Song by David Rudder

from the album Haiti
- Released: 1988
- Recorded: 1988
- Genre: Calypso, reggae, soca
- Length: 5:26
- Label: Sire, Lypsoland, London
- Songwriter(s): David Rudder
- Producer(s): Joe R. Brown, Charlie's Roots

= Haiti I Am Sorry =

1988 calypso song by David Rudder

"Haiti I am Sorry", or simply "Haiti", is a calypso song written and composed by David Rudder, and first recorded in 1988 for the album Haiti by David Rudder and Charlie's Roots.

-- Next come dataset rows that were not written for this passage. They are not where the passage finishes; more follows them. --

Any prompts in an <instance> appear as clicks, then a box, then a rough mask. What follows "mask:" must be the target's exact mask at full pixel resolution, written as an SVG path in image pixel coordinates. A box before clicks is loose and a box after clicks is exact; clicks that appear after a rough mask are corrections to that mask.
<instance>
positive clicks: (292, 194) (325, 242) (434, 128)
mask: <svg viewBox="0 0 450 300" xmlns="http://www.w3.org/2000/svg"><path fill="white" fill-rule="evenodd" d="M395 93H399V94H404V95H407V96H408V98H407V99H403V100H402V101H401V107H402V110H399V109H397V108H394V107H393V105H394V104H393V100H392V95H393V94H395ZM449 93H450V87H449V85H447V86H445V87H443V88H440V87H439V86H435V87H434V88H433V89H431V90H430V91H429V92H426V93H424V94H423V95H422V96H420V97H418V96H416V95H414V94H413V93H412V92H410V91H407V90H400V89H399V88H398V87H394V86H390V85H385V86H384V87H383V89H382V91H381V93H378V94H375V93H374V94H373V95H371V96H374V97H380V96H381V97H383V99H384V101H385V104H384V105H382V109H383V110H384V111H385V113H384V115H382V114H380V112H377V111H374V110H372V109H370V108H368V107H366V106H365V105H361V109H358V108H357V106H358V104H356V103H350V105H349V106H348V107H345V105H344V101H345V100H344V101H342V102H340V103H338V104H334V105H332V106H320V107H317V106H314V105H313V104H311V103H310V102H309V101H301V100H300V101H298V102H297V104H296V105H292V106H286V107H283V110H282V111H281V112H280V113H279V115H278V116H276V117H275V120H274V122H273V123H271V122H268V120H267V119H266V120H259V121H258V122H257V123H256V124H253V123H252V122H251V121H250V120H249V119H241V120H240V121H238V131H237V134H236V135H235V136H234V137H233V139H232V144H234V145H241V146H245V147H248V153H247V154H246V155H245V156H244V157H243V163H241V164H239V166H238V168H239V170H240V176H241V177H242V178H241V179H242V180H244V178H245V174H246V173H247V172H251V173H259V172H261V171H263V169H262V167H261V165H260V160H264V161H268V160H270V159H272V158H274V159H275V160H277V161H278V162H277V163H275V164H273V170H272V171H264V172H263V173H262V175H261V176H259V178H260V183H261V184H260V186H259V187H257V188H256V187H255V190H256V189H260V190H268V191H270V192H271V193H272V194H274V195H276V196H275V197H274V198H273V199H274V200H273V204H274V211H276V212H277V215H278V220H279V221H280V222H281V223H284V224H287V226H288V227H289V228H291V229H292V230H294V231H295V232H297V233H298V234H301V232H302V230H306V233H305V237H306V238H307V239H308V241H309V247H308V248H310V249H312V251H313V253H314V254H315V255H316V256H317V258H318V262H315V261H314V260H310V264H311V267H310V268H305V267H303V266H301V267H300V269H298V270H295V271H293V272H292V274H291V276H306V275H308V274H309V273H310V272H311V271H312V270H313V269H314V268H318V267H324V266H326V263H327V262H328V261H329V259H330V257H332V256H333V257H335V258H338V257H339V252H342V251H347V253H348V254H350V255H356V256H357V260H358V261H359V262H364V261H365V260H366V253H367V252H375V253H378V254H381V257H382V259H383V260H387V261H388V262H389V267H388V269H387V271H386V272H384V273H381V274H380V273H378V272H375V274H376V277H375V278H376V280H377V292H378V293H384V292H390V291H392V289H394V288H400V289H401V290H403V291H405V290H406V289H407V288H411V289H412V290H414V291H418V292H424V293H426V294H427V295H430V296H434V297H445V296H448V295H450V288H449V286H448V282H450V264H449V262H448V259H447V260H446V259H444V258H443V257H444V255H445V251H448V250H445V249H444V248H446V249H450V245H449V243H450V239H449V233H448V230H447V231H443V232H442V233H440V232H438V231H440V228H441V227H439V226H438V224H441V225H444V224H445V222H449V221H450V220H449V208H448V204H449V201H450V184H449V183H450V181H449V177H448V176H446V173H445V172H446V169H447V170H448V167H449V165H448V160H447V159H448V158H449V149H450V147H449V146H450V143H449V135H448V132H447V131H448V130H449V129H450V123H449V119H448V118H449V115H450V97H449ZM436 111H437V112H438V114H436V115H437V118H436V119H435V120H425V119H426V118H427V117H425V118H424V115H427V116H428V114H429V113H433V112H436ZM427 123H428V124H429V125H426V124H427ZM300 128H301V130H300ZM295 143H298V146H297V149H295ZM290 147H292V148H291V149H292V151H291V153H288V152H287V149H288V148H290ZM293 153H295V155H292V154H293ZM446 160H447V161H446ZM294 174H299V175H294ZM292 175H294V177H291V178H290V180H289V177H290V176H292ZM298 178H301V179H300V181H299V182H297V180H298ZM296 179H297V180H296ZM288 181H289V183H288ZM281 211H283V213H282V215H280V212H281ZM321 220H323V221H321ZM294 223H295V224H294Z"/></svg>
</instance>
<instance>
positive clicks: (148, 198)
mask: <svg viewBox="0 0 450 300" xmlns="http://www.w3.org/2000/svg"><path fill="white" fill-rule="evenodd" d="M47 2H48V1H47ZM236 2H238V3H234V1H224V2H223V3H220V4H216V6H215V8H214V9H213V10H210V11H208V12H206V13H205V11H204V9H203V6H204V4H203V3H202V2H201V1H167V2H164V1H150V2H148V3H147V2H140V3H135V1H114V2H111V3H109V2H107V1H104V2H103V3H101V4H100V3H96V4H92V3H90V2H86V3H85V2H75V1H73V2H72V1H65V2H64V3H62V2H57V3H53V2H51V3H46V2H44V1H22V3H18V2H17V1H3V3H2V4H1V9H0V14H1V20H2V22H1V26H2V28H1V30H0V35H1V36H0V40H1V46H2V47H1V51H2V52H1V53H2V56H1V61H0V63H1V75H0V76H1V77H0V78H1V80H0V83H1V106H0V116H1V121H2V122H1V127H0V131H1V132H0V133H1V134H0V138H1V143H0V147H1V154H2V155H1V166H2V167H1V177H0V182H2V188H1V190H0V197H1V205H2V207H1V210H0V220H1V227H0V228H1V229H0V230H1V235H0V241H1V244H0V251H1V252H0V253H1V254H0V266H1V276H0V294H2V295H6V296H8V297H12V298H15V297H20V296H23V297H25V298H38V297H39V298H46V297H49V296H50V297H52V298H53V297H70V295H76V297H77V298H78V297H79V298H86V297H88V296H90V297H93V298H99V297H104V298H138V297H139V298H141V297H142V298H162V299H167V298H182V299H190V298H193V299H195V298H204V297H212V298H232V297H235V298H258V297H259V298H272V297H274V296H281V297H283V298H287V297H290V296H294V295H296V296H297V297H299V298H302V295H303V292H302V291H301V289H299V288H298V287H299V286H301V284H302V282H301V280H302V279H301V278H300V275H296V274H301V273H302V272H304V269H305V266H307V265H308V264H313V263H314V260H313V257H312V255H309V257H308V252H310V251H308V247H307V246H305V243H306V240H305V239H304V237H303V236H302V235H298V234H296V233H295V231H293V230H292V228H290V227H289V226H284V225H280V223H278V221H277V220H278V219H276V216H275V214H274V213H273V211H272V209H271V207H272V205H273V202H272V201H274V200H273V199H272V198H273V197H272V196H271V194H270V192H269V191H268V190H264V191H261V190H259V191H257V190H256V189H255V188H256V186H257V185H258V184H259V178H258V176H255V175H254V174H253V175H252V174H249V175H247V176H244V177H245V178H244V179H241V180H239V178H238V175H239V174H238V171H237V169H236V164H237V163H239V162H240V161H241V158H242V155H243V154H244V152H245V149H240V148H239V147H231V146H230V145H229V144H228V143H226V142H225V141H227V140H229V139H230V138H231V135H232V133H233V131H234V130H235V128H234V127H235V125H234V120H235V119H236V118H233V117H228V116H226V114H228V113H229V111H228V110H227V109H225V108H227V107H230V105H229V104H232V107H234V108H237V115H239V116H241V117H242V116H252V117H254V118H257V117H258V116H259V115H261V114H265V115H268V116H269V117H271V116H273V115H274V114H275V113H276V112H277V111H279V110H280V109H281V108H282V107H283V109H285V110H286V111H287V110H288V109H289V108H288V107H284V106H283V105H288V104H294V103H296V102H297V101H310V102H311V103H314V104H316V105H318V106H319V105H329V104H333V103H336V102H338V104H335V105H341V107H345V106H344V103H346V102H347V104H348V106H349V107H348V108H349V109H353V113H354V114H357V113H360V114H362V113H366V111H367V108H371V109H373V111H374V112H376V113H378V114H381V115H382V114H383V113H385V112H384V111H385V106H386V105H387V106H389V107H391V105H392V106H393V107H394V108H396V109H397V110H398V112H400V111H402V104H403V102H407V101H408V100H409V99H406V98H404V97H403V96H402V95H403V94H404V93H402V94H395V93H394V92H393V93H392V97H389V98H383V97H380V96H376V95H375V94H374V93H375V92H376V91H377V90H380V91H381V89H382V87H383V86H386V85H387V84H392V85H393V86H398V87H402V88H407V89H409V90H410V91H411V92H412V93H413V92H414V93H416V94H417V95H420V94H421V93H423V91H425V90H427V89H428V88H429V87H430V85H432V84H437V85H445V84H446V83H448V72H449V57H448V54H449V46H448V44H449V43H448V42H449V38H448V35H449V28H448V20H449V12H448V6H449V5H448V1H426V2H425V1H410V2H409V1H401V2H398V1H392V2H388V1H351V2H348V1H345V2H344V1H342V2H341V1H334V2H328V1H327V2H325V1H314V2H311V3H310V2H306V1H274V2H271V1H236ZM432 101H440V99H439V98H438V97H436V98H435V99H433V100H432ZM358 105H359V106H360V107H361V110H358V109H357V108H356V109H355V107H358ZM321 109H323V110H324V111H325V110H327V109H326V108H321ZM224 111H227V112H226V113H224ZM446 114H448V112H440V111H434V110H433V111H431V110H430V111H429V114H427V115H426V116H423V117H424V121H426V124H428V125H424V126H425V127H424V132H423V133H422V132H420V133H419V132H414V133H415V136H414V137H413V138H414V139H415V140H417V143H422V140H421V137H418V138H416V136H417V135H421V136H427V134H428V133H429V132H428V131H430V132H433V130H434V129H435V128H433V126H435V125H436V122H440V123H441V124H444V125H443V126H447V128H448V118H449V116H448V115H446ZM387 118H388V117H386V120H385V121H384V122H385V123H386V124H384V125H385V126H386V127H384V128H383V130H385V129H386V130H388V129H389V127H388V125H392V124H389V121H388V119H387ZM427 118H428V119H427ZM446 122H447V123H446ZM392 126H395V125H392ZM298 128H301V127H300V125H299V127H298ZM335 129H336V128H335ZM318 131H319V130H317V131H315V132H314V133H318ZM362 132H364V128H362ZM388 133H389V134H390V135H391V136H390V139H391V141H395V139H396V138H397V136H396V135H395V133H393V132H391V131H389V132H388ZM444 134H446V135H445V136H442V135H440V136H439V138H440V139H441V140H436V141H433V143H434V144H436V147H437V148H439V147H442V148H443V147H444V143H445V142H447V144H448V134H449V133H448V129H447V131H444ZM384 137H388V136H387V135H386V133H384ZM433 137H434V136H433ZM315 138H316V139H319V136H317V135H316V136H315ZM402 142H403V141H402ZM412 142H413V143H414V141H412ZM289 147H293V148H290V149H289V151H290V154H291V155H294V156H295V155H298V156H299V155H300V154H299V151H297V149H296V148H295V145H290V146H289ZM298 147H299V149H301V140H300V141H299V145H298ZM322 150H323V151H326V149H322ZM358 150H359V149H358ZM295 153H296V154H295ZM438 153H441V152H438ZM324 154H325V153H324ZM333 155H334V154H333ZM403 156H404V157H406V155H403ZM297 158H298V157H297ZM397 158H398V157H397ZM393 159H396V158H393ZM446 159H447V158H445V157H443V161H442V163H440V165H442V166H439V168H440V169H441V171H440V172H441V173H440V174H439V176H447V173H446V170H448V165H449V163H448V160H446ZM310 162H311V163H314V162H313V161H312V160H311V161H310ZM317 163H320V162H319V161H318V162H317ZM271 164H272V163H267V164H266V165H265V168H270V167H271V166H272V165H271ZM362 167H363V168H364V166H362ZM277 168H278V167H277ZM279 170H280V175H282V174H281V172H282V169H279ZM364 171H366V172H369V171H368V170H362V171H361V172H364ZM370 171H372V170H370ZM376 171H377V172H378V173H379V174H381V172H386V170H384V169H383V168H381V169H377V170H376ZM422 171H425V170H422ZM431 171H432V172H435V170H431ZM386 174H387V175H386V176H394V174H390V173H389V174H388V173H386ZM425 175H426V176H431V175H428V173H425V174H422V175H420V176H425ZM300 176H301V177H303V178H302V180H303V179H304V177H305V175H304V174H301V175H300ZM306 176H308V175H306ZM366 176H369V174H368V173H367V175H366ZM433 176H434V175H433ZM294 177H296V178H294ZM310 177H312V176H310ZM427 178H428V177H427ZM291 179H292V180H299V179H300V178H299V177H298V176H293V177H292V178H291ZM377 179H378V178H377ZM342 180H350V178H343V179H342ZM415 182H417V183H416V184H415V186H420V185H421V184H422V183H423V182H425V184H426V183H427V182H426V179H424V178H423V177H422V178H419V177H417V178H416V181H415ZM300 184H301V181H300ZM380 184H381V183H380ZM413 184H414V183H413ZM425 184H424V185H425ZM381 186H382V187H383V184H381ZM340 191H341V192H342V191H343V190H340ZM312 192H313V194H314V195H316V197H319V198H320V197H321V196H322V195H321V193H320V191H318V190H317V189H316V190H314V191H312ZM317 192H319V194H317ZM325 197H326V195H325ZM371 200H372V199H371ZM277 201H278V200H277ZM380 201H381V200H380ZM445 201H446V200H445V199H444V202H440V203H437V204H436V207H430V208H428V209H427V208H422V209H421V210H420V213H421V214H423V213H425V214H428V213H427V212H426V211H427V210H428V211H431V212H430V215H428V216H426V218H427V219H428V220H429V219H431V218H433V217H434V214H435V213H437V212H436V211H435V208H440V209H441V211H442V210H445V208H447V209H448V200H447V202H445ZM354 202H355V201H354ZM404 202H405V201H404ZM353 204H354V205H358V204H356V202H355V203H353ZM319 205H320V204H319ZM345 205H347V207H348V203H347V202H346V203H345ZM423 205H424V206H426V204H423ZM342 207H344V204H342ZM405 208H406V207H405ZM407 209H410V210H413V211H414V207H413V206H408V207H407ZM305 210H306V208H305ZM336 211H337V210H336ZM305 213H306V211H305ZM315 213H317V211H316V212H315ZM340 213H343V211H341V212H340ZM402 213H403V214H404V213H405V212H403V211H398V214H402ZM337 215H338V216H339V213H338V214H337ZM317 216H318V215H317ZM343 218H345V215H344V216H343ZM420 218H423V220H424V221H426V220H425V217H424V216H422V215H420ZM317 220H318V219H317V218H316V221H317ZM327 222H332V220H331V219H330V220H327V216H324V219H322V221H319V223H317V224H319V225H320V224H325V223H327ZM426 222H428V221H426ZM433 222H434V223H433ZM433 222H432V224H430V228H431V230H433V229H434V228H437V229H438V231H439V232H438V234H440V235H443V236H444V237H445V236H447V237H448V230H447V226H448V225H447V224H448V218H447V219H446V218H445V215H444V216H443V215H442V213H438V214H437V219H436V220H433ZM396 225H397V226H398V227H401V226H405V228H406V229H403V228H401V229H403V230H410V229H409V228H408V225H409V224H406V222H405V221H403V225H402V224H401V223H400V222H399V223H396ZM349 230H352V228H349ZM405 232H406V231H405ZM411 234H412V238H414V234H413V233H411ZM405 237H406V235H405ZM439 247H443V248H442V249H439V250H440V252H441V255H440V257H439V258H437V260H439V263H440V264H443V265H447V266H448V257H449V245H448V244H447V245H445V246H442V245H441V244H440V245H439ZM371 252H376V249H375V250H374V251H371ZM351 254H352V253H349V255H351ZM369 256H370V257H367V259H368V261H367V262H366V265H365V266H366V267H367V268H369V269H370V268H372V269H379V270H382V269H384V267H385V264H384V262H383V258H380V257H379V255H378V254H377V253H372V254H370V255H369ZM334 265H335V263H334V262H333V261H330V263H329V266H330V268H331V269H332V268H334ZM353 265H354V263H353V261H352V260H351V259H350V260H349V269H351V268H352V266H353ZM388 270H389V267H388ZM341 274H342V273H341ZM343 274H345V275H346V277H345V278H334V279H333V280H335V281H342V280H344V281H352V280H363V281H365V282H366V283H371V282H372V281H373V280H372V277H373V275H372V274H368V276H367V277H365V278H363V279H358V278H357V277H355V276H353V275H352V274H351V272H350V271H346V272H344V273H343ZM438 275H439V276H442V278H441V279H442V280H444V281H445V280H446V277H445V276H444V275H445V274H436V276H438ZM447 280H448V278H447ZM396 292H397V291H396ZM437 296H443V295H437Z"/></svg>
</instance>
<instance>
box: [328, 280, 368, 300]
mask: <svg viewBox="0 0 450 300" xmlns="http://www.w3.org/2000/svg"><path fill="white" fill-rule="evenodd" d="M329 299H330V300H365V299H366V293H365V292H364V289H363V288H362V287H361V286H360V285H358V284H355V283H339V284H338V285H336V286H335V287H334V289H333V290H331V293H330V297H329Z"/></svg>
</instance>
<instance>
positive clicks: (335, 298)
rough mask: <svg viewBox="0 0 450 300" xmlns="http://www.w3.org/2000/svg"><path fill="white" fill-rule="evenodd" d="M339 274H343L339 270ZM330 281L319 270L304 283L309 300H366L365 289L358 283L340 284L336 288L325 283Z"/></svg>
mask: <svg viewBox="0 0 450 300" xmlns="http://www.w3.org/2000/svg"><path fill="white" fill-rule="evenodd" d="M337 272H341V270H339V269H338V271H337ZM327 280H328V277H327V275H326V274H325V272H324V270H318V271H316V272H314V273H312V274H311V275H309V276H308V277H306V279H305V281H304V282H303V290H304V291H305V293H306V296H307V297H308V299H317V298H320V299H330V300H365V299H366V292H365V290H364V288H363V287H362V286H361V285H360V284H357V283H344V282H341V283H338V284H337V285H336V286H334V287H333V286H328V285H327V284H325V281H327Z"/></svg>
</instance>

The song, which begins with the words: "Toussaint was a mighty man/ and to make matters worse he was black...", is a tribute to the glory and suffering of Haiti, and was described in the AllMusic review as "a remarkable ode to Caribbean unity".

==Personnel==
| ;Musicians * David Rudder – lead vocals, harmonica, concept, writing, backing vocals * Pelham Goddard – keyboards, conducting, drum programming, percussion * Louis Junior Wharwood – guitar, backing vocals * Tony Voisin – guitar * B. J. Cameron – bass, backing vocals * Emmanuel Ector – bass * Carver Stevenson – saxophone * Leopold Washington – saxophone * Edward Elliott – trombone * Haydn Robin – trumpet * Mike Lindsay – trumpet * Vonrick Maynard – drums * Colin Stephen – percussion, congas * Vernon Headley – percussion, congas * Carl Jacobs – backing vocals | ;Production * Joe R. Brown – producer, arrangements * Charlie's Roots – executive producer * Eric Michaud – engineering * Ellis Chow Lin On – management * Roy Boyke – artwork * Atlas Advertising Agency – design |

== Impact ==
The song has been credited with having in 1988 "brought impoverished Creole-speaking Haiti to the attention of the English-speaking Caribbean", and is frequently referenced in connection with ongoing political and environmental problems in Haiti. It was selected by Margaret Busby as one her eight musical choices on Desert Island Discs in June 2021.